This week, following some interesting gains in the open-tamil project, and updates to urbantamil.com I am writing about some interesting word-frequency analysis of the Tamil vocabulary.
Using the historgram technique, binning up the Tamil letters by word-length, from the UrbanTamil.com corpus of 63222 words, we see a chart like the one below.
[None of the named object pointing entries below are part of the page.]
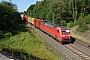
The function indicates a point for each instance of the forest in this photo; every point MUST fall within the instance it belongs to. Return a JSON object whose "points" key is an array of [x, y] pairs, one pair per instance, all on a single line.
{"points": [[64, 12], [10, 19]]}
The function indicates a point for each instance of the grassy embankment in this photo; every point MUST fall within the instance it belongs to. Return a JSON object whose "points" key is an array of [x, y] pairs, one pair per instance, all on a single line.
{"points": [[32, 43], [80, 35]]}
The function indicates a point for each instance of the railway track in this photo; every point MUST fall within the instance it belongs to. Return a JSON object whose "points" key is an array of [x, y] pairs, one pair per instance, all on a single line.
{"points": [[78, 52], [70, 49]]}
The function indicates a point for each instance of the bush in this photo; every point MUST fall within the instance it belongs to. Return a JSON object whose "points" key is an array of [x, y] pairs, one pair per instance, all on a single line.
{"points": [[8, 34], [82, 28]]}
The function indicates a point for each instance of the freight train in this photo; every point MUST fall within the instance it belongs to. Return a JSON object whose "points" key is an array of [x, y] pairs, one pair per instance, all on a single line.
{"points": [[60, 33]]}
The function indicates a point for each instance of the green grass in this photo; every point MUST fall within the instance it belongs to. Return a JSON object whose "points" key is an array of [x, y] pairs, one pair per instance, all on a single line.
{"points": [[32, 43]]}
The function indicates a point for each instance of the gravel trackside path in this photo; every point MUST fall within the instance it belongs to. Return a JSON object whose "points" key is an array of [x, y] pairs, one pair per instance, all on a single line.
{"points": [[67, 54]]}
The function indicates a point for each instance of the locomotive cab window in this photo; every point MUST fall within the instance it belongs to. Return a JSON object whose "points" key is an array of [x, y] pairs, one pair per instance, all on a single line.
{"points": [[58, 31]]}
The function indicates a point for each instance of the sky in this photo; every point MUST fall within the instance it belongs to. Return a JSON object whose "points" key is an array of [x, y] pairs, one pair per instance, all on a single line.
{"points": [[23, 4]]}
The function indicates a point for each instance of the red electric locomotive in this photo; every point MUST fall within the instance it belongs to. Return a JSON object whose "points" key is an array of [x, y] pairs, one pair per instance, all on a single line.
{"points": [[61, 33]]}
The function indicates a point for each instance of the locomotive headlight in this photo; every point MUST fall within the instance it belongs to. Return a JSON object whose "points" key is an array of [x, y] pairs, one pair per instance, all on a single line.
{"points": [[69, 35], [63, 35]]}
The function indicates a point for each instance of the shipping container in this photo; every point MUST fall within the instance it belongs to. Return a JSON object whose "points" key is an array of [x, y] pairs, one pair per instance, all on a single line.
{"points": [[37, 22]]}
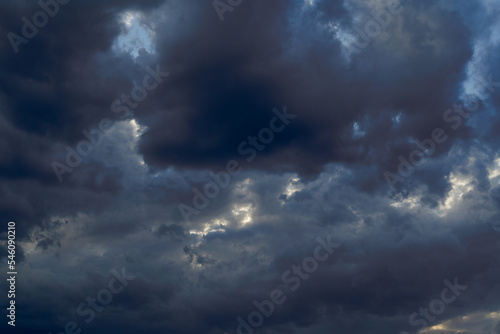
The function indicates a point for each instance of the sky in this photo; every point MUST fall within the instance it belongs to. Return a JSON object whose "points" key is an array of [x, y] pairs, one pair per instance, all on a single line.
{"points": [[250, 166]]}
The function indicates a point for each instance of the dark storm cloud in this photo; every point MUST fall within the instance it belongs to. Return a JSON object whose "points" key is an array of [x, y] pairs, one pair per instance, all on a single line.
{"points": [[229, 80], [321, 175]]}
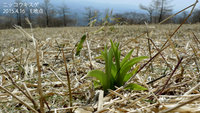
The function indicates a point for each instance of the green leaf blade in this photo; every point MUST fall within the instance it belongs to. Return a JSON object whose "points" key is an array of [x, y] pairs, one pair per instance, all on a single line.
{"points": [[80, 44], [135, 87], [101, 76]]}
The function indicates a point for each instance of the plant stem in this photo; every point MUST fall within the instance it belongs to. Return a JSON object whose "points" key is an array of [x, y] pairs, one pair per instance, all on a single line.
{"points": [[68, 80]]}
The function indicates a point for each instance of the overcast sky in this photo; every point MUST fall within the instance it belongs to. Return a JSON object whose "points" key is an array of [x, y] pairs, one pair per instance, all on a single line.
{"points": [[116, 5]]}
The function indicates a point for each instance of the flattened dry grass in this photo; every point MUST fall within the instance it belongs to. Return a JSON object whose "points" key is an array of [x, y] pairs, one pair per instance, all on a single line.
{"points": [[19, 59]]}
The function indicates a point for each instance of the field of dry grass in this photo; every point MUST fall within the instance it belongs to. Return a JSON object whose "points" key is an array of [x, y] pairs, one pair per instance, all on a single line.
{"points": [[176, 69]]}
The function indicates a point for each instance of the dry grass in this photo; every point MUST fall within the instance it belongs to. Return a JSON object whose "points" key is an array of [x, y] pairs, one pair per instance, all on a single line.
{"points": [[18, 57]]}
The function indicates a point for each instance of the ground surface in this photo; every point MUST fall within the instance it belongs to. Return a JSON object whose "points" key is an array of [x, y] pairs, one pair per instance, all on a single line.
{"points": [[19, 59]]}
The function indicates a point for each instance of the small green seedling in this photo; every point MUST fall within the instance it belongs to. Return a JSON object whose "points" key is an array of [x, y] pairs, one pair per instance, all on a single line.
{"points": [[80, 44], [117, 73]]}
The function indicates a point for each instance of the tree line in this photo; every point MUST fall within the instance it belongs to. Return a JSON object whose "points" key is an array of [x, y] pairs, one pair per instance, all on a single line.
{"points": [[50, 16]]}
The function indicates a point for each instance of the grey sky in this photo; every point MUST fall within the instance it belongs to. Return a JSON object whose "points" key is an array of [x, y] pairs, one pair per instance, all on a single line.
{"points": [[116, 5]]}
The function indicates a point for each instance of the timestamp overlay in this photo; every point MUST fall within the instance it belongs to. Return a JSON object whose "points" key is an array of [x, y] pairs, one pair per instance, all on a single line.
{"points": [[21, 8]]}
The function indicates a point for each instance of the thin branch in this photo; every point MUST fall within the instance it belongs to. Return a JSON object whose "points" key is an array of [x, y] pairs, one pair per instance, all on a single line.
{"points": [[68, 79], [21, 101]]}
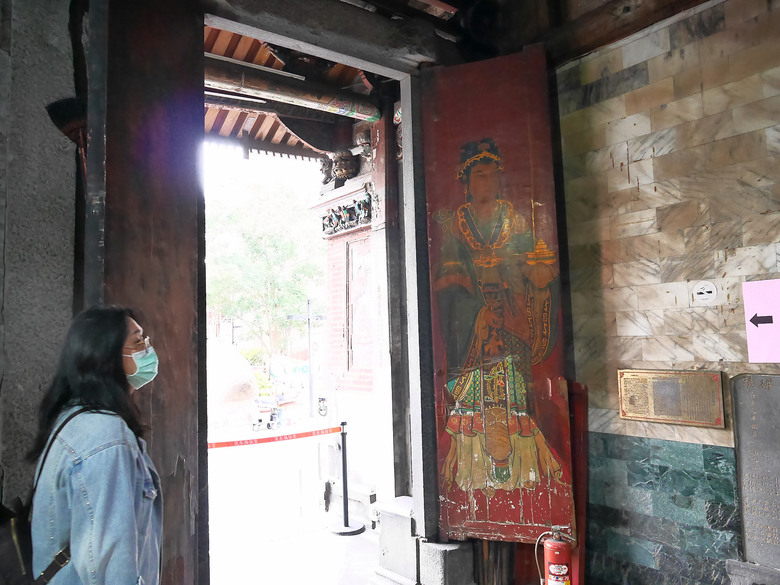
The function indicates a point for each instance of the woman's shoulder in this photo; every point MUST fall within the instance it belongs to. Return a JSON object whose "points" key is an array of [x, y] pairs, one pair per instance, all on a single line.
{"points": [[96, 430]]}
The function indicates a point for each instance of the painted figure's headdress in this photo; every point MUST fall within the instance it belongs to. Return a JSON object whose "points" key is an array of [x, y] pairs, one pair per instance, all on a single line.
{"points": [[473, 153]]}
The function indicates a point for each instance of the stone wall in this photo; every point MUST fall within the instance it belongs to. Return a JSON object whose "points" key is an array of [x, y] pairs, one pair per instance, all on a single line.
{"points": [[37, 185], [671, 156]]}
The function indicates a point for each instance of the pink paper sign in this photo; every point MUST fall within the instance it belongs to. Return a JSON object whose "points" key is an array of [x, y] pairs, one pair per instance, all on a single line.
{"points": [[762, 320]]}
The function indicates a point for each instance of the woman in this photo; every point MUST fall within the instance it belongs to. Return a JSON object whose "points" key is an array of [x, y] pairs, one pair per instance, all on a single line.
{"points": [[493, 286], [98, 489]]}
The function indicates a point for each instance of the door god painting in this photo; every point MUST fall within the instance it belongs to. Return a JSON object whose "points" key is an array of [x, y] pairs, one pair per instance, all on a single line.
{"points": [[504, 447], [494, 289]]}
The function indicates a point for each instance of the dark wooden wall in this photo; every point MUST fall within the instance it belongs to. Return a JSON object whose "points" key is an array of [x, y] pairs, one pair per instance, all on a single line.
{"points": [[154, 243]]}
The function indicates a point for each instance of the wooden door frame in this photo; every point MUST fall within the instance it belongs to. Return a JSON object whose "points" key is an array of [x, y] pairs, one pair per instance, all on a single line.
{"points": [[354, 37]]}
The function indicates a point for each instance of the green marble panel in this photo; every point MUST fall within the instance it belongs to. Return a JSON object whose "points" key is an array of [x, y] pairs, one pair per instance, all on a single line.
{"points": [[632, 550], [682, 509], [681, 481], [715, 544], [719, 460], [678, 455]]}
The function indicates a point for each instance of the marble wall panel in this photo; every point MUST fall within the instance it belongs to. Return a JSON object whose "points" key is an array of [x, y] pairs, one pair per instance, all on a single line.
{"points": [[729, 292], [587, 232], [694, 266], [634, 223], [630, 174], [629, 127], [738, 93], [771, 81], [773, 139], [568, 77], [715, 72], [687, 83], [587, 140], [717, 346], [696, 238], [598, 66], [683, 215], [705, 319], [678, 321], [736, 149], [746, 261], [726, 234], [761, 229], [590, 278], [681, 163], [595, 115], [755, 59], [758, 115], [667, 348], [705, 130], [620, 298], [659, 193], [602, 89], [644, 271], [659, 245], [623, 350], [614, 251], [652, 145], [651, 96], [697, 27], [669, 295], [646, 47], [639, 323], [711, 199], [676, 112], [736, 12], [617, 202], [665, 66]]}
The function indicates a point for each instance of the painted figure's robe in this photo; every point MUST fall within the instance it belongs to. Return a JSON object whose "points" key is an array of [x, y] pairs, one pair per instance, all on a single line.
{"points": [[494, 299]]}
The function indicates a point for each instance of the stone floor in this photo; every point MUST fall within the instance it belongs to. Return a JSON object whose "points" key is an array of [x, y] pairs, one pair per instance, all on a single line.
{"points": [[268, 524]]}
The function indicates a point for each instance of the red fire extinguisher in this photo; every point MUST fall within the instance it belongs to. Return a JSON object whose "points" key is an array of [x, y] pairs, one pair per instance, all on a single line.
{"points": [[557, 560]]}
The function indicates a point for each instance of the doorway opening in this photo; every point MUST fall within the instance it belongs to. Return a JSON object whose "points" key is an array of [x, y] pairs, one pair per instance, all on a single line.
{"points": [[297, 302]]}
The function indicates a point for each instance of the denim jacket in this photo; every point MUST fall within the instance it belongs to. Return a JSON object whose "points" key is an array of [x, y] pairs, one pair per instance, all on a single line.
{"points": [[98, 490]]}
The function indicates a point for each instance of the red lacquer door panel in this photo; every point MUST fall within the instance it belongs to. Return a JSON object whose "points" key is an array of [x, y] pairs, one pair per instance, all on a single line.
{"points": [[503, 425]]}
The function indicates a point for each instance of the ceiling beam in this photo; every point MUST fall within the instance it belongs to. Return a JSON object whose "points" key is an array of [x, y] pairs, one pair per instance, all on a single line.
{"points": [[234, 78], [248, 144], [334, 30], [235, 102], [610, 22]]}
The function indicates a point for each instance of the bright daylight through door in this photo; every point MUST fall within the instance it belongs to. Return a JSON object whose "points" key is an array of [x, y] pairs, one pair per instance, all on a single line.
{"points": [[273, 422]]}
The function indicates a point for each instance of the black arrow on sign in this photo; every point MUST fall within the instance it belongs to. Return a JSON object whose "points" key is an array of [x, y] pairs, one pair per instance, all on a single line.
{"points": [[763, 320]]}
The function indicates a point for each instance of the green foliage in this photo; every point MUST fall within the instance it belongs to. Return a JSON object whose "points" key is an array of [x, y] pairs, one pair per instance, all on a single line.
{"points": [[264, 252]]}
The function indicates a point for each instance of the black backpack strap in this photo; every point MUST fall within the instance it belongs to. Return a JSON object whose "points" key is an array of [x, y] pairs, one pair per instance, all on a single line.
{"points": [[62, 558], [51, 442]]}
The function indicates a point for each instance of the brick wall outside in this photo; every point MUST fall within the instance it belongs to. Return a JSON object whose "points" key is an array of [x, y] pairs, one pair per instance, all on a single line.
{"points": [[341, 374], [671, 153]]}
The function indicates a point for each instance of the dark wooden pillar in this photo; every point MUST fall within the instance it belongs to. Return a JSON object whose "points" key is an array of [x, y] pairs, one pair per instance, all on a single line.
{"points": [[154, 244]]}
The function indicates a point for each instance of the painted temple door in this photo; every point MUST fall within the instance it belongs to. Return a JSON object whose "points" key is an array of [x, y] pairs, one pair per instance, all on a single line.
{"points": [[504, 447]]}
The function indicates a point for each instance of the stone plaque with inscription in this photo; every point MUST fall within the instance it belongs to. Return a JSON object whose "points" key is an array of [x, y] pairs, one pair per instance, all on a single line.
{"points": [[677, 397], [756, 409]]}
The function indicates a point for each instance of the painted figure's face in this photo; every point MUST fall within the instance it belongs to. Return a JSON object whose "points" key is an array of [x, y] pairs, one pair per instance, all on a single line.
{"points": [[484, 182]]}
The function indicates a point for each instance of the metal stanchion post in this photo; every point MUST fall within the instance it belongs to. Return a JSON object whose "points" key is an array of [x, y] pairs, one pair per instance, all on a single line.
{"points": [[346, 529]]}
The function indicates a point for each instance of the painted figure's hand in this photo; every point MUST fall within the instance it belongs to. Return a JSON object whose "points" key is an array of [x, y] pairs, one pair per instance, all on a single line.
{"points": [[492, 318], [448, 467]]}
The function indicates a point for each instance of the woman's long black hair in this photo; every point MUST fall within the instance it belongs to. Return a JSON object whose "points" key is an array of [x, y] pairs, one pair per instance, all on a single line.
{"points": [[90, 372]]}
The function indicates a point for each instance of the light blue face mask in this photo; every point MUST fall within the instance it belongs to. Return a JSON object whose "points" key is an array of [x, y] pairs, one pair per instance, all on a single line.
{"points": [[146, 363]]}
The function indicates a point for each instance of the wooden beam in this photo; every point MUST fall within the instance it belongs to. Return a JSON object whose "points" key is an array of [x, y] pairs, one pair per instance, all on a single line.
{"points": [[612, 21], [225, 101], [334, 31], [249, 144], [225, 76]]}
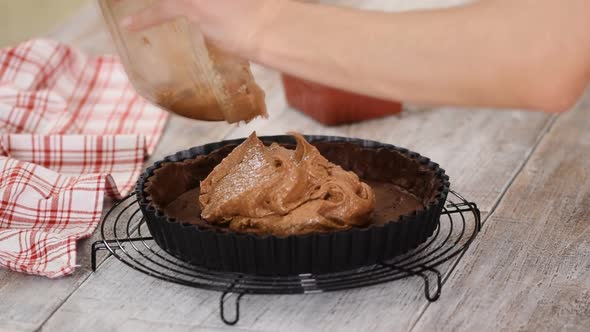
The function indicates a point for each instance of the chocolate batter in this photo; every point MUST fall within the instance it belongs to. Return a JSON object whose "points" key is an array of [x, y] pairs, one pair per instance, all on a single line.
{"points": [[391, 202], [274, 190], [399, 184]]}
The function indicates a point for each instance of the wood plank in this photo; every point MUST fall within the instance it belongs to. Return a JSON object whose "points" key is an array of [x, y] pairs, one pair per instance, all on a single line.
{"points": [[529, 269]]}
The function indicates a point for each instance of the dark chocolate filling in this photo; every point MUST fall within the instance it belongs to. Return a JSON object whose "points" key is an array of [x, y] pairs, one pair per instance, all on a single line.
{"points": [[402, 184]]}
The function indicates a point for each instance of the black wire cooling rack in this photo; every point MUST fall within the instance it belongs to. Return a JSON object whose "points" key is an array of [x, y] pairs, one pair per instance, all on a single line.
{"points": [[126, 237]]}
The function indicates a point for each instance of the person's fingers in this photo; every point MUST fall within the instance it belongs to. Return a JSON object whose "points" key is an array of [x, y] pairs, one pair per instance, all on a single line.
{"points": [[158, 13]]}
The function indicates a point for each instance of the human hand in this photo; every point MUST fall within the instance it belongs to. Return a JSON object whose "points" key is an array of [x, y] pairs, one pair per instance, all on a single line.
{"points": [[234, 25]]}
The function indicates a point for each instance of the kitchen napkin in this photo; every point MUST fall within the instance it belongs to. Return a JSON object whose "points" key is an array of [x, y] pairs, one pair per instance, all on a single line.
{"points": [[72, 130]]}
You can observe a few things,
- Most of Tamil words are between 4-7 letters long, roughly 80% of 63222
- Tamil has a lot of 1-letter “words” – 123 to be precise of the allowed 247 + Sanskrit/Granta letters
- Longest Tamil words (3 of them) in the UrbanTamil dictionary is 15 letters long – 1. புத்திரபௌத்திரபாரம்பரியம், 2. முப்பொழுதுந்திருமேனிதீண்டுவார், 3. ஒதுக்குப்பொதுக்குப்பண்ணுதல்
- This is a power-law distribution but not the same as Zipf’s law distribution, which we could analyze in a future post.
- We can also compute the letter probability from Tamil texts using the open-tamil library
Thanks for reading. Have a good week ahead.
நன்றி வணக்கம்,
-முத்து
அர்பன்தமிழ் தளம் தற்போது ஏன் இயங்குவதில்லை? ஏதேனும் நுட்பச் சிக்கலா?